Pour éviter qu'un pays sombre dans le désordre, des punitions sévères sont nécessaires. Dans un pays qui traverse une période d'anarchie, l'indulgence est essentielle afin de donner au peuple une chance.

Zeng Guoquan (1824 - 1890)


Commentaires : Les idées de Han Feizi ont largement inspiré les dirigeants du royaume de Qin pendant la période des Royaumes Combattants (453 - 221 av. JC) et ont certainement joué un rôle dans sa victoire et la restauration de l'unité de la Chine avec l’ascension sur le trône de Qin Shi Huang (ci-dessus). Mais ces lois, faites de châtiments cruels et disproportionnés, ont aussi précipité la chute de la dynastie Qin, trois ans seulement après la mort du premier empereur.

jeudi 20 décembre 2007

Pourquoi parler de profit ?

Mencius, philosphe chinois
Un jour Mencius discutait avec le roi Hui de Liang, le roi dit : "Toi qui est venu de si loin, tu dois connaitre l'art de gouverner. Cela va profiter à mon pays."
"Pourquoi votre majesté parle-t-elle de profit ? Ce dont vous avez vraiment besoin, c'est de bienveillance et de probité.
Si le roi cherche ce qui profite à son pays, les ministres chercheront ce qui profite à leurs familles, et le peuple cherchera ce qui lui profite, et du haut en bas, tout le monde sera penché sur son propre intérêt. Le pays sera en grave danger.
Dans un royaume puissant qui possède dix mille chariots, celui qui renverse le roi possède au moins mille chariots. Dans un royaume qui possède mille chariots, celui qui renverse le roi possède au moins cent chariots. Avoir mille de dix mille ou cent de mille, c'est bien assez mais si vous parlez de profit et non de probité personne ne sera satisfait avant de posséder tout pour lui seul.
[...] Pourquoi donc parler de profit ? Seules la bienveillance et la probité permettront aux habitants de travailler ensemble pour le bien de tous."

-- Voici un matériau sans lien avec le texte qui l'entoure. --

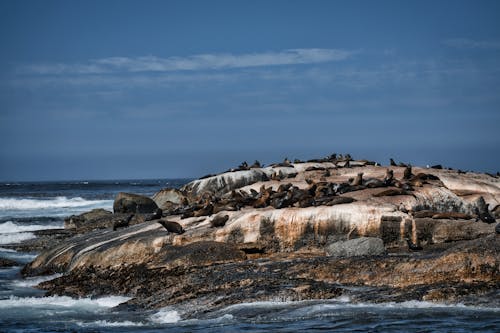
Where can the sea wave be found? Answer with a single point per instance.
(11, 227)
(34, 281)
(62, 301)
(15, 238)
(165, 316)
(48, 203)
(106, 323)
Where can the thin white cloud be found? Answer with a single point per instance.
(193, 62)
(465, 43)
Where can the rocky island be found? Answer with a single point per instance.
(289, 231)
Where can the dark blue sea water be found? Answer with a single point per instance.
(25, 207)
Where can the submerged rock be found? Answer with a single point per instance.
(257, 234)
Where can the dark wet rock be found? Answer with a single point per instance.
(134, 203)
(240, 237)
(197, 254)
(4, 263)
(363, 246)
(103, 219)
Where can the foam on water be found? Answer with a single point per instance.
(165, 316)
(34, 281)
(105, 323)
(62, 302)
(10, 227)
(15, 238)
(54, 206)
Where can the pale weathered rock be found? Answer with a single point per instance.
(455, 230)
(363, 246)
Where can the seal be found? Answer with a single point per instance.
(407, 173)
(483, 212)
(172, 226)
(412, 246)
(358, 180)
(123, 223)
(155, 216)
(451, 216)
(219, 221)
(389, 177)
(339, 201)
(391, 192)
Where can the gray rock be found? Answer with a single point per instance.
(363, 246)
(82, 220)
(134, 203)
(168, 197)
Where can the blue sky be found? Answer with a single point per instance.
(145, 89)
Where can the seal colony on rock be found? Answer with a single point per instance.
(295, 230)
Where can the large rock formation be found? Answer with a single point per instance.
(280, 224)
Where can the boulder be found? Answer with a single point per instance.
(168, 197)
(93, 217)
(363, 246)
(4, 262)
(134, 203)
(197, 254)
(456, 230)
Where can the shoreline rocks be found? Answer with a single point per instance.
(291, 231)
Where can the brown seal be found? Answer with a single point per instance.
(219, 221)
(391, 192)
(451, 216)
(123, 223)
(172, 226)
(358, 180)
(407, 173)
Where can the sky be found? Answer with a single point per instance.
(172, 89)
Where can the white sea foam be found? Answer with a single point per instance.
(344, 302)
(57, 202)
(15, 238)
(33, 281)
(62, 302)
(10, 227)
(165, 316)
(105, 323)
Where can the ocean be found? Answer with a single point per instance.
(26, 207)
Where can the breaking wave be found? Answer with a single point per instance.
(15, 238)
(49, 203)
(62, 302)
(12, 228)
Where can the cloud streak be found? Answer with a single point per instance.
(192, 63)
(465, 43)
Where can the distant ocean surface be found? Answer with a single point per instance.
(26, 207)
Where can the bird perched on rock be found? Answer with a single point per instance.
(412, 246)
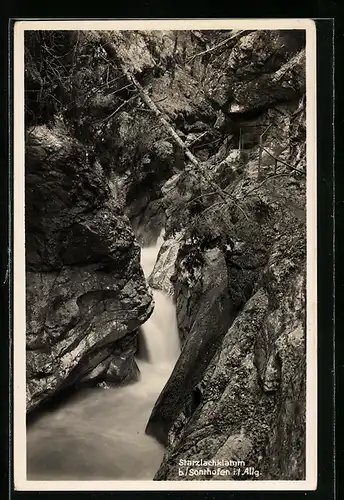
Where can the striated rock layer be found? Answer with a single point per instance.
(85, 286)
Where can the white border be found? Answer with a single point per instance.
(19, 382)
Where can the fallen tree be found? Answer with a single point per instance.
(110, 49)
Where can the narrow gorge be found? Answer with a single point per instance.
(165, 184)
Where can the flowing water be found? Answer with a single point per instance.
(100, 433)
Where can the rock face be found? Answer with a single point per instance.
(249, 402)
(235, 264)
(85, 286)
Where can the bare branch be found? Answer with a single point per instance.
(221, 44)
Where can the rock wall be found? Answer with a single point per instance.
(238, 388)
(85, 287)
(235, 266)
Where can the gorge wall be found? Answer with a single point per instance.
(103, 176)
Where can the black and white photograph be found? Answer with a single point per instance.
(165, 255)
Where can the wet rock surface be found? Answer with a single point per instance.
(85, 286)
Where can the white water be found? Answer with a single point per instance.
(100, 434)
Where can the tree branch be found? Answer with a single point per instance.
(224, 42)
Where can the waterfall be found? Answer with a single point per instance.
(100, 434)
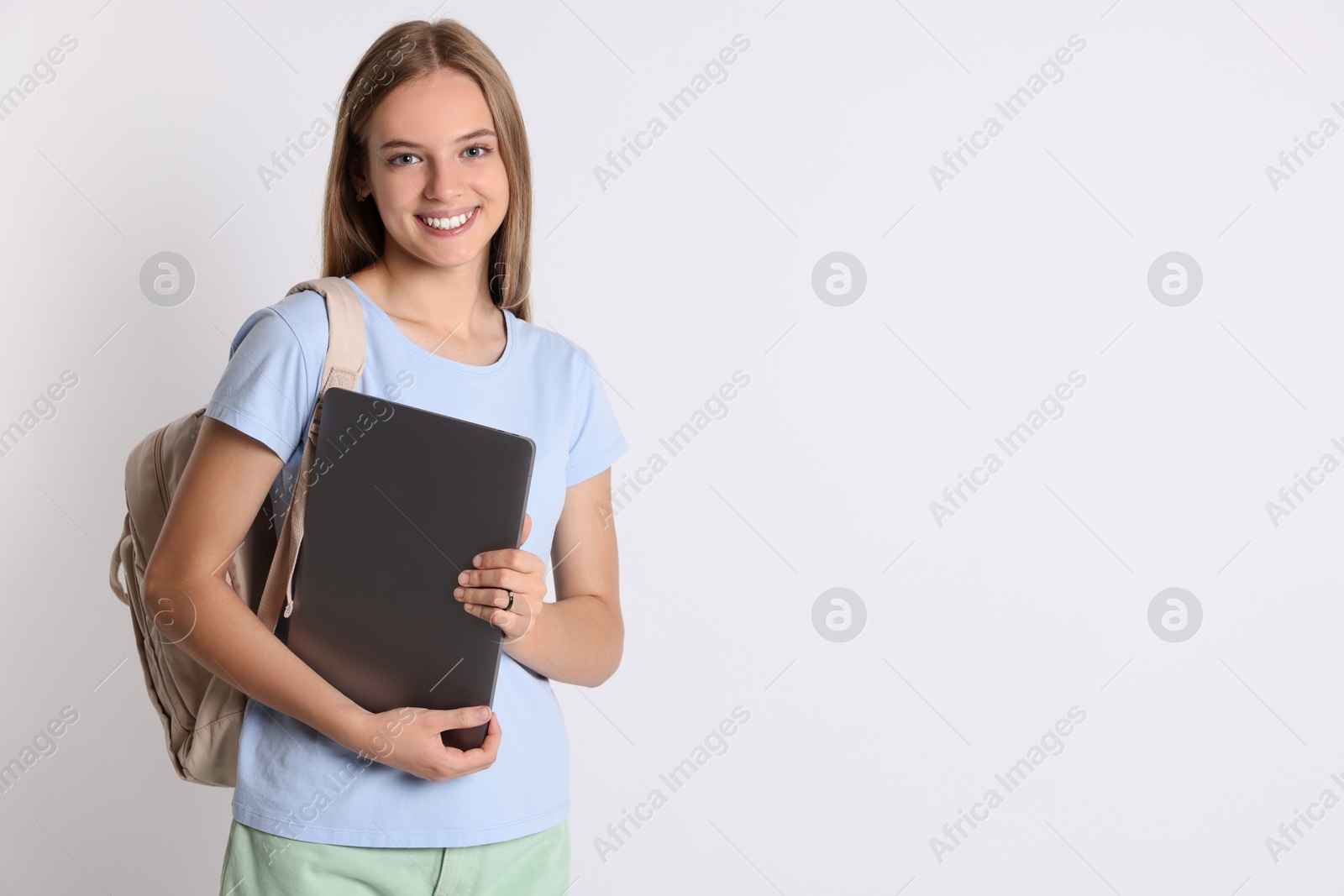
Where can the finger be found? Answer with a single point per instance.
(508, 559)
(504, 620)
(491, 746)
(484, 597)
(510, 579)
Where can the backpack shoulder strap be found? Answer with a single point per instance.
(346, 320)
(342, 369)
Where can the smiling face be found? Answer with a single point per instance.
(436, 172)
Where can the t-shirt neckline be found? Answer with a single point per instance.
(470, 369)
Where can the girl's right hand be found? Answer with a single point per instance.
(410, 739)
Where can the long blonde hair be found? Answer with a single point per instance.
(353, 233)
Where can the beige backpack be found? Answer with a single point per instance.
(203, 715)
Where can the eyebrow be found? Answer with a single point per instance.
(479, 132)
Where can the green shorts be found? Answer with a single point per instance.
(261, 864)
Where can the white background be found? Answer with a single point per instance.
(696, 262)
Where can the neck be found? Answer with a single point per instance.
(443, 298)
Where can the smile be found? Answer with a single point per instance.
(449, 226)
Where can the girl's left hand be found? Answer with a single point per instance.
(483, 590)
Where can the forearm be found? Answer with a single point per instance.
(207, 620)
(577, 640)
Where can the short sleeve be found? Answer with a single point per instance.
(596, 441)
(266, 390)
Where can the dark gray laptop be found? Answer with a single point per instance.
(401, 500)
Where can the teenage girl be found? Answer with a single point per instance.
(428, 215)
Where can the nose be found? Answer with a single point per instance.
(445, 181)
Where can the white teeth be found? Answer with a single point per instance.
(447, 223)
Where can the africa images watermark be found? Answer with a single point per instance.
(1315, 140)
(618, 160)
(1290, 833)
(1290, 496)
(714, 745)
(340, 445)
(44, 409)
(44, 745)
(954, 833)
(44, 73)
(1011, 443)
(1011, 107)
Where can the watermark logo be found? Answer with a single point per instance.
(1175, 280)
(839, 616)
(167, 280)
(1175, 614)
(839, 280)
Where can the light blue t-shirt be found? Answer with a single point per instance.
(295, 781)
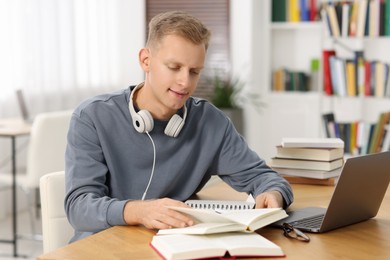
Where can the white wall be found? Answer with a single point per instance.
(249, 40)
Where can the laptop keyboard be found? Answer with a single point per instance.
(312, 222)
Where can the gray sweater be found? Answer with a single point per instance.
(108, 162)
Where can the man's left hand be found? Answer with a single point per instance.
(269, 199)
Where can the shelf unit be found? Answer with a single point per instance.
(298, 114)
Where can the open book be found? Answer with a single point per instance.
(237, 244)
(210, 221)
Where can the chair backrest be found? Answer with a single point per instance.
(56, 229)
(47, 146)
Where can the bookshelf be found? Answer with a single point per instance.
(298, 114)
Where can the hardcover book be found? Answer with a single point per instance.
(313, 174)
(211, 221)
(319, 154)
(306, 164)
(223, 246)
(313, 142)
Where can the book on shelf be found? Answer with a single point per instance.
(386, 139)
(223, 246)
(311, 181)
(330, 125)
(327, 80)
(309, 153)
(306, 164)
(312, 142)
(357, 18)
(212, 221)
(379, 132)
(312, 174)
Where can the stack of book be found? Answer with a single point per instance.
(309, 160)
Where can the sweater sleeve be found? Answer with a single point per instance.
(87, 204)
(245, 171)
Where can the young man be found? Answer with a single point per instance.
(133, 152)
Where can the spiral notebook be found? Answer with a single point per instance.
(222, 205)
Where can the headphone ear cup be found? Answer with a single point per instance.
(174, 126)
(143, 121)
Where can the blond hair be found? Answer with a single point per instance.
(177, 23)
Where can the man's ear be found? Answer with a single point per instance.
(144, 59)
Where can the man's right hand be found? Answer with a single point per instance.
(154, 214)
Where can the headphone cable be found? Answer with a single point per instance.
(154, 163)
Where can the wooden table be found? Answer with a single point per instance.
(12, 128)
(365, 240)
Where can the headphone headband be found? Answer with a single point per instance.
(143, 120)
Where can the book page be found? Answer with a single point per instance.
(194, 246)
(244, 244)
(204, 228)
(253, 218)
(186, 246)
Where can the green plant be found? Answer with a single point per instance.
(229, 93)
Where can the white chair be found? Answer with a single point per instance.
(46, 152)
(56, 229)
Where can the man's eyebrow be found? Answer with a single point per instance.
(176, 63)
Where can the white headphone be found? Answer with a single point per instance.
(143, 120)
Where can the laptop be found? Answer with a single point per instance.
(358, 195)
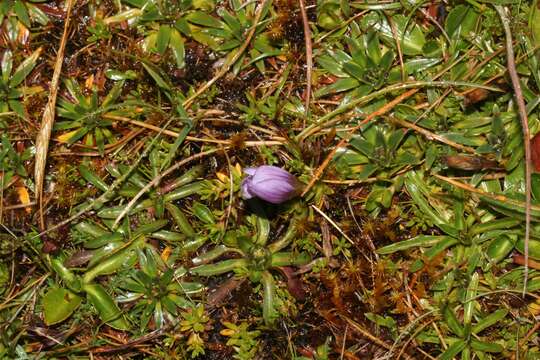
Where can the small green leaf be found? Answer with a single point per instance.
(453, 350)
(59, 304)
(164, 34)
(21, 12)
(25, 68)
(177, 45)
(201, 18)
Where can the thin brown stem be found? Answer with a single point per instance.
(522, 110)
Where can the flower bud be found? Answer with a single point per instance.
(269, 183)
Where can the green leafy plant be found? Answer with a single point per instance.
(256, 259)
(195, 322)
(11, 162)
(24, 11)
(12, 82)
(243, 341)
(88, 116)
(458, 222)
(158, 293)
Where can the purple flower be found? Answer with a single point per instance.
(269, 183)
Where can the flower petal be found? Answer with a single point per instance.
(246, 184)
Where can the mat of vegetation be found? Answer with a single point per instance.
(269, 179)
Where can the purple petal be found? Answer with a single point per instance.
(246, 193)
(274, 191)
(269, 183)
(266, 172)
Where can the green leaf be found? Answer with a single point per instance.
(486, 346)
(489, 320)
(411, 36)
(201, 18)
(59, 304)
(269, 311)
(163, 36)
(21, 12)
(461, 21)
(176, 43)
(7, 63)
(453, 350)
(157, 77)
(421, 240)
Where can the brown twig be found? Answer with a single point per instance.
(432, 136)
(382, 110)
(309, 56)
(187, 103)
(47, 121)
(522, 110)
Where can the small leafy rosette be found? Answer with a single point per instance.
(269, 183)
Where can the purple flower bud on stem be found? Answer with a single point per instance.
(269, 183)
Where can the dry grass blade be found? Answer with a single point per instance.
(309, 55)
(47, 121)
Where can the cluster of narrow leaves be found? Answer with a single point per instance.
(411, 241)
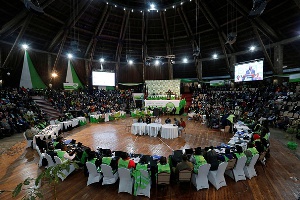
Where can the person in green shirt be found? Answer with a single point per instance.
(163, 165)
(197, 159)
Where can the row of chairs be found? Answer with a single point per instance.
(126, 181)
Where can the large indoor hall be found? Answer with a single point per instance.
(275, 181)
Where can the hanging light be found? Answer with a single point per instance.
(25, 46)
(70, 56)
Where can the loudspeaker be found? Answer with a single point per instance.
(258, 8)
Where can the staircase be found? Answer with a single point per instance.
(46, 107)
(188, 99)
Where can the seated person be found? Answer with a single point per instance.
(140, 119)
(125, 161)
(51, 152)
(212, 158)
(63, 154)
(30, 132)
(59, 142)
(92, 158)
(197, 159)
(184, 164)
(250, 152)
(168, 120)
(239, 152)
(181, 126)
(163, 165)
(157, 120)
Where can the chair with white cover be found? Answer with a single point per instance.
(145, 191)
(41, 155)
(49, 160)
(200, 180)
(126, 181)
(217, 177)
(65, 172)
(249, 170)
(237, 173)
(108, 176)
(29, 142)
(94, 175)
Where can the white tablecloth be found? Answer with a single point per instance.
(153, 128)
(138, 128)
(168, 131)
(51, 130)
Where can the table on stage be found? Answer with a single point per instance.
(138, 128)
(169, 131)
(153, 128)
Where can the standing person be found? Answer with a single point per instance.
(157, 120)
(148, 119)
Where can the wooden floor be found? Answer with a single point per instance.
(273, 183)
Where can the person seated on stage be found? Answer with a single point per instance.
(59, 142)
(141, 119)
(184, 164)
(181, 126)
(157, 120)
(197, 159)
(163, 165)
(63, 154)
(148, 119)
(168, 120)
(51, 152)
(125, 161)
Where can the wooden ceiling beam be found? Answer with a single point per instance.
(259, 23)
(96, 32)
(20, 35)
(122, 35)
(297, 2)
(263, 48)
(215, 25)
(70, 24)
(18, 20)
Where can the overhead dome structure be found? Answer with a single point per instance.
(119, 30)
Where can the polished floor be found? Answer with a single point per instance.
(279, 180)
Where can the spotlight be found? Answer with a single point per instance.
(54, 74)
(156, 63)
(252, 48)
(25, 46)
(70, 56)
(152, 6)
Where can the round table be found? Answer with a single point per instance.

Commentaire : J'ai choisi pour commencer ce court extrait du Livre I du Mencius parce qu'il me parait remarquablement bien adapté à l'actualité, démontrant la pertinence encore aujourd'hui d'une œuvre compilée il y a près de 2400 ans.

Introduction

L'Asie et l'Occident ont des traditions philosophique qui se distinguent évidemment, mais les différences se trouvent plus sur la forme que sur le fond : On peut trouver des réminiscences des valeurs chrétiennes chez Confucius, par exemple, mais on n'y verra que très rarement une philosophie aussi abstraite que celle d'un Platon ou d'un Descartes. La sagesse chinoise est une sagesse en action.
Confucius, Mencius, SunZi ou LaoZi, pour ne citer qu'eux, étaient -ou aspiraient à être- fonctionnaires. Leur pensée était adressée aux dirigeants, formulée dans un soucis d'efficacité et d'intelligibilité avec des textes courts illustrés de nombreuses paraboles.
Conséquences de cette particularité, les textes classiques chinois sont accessibles à tous et si Platon reste très éloigné de nos préoccupations quotidiennes, on comprend très facilement comment un texte de Mencius d'applique à notre vie de tous les jours.

Des lectures enrichissantes, donc ... à condition de disposer de ces textes. Je sais par expérience que sorti des grands classiques -et encore !- ils sont presque introuvable en français.
Je traduis pour mon propre usage des livres ramené de Chine. C'est ces traductions que je vais publier ici au gré de ma motivation et de l'actualité.

En vous priant, par avance, d'excuser toutes les erreurs et inexactitudes que vous trouverez dans mon travail, je vous souhaite un bonne lecture.

"Quand un homme de bien veut trouver sa place, il aide autrui à trouver la sienne. Quand il cherche le succès, il aide les autres à réussir. Il ne les juge que par ce qu'il connait de lui même."
Confucius.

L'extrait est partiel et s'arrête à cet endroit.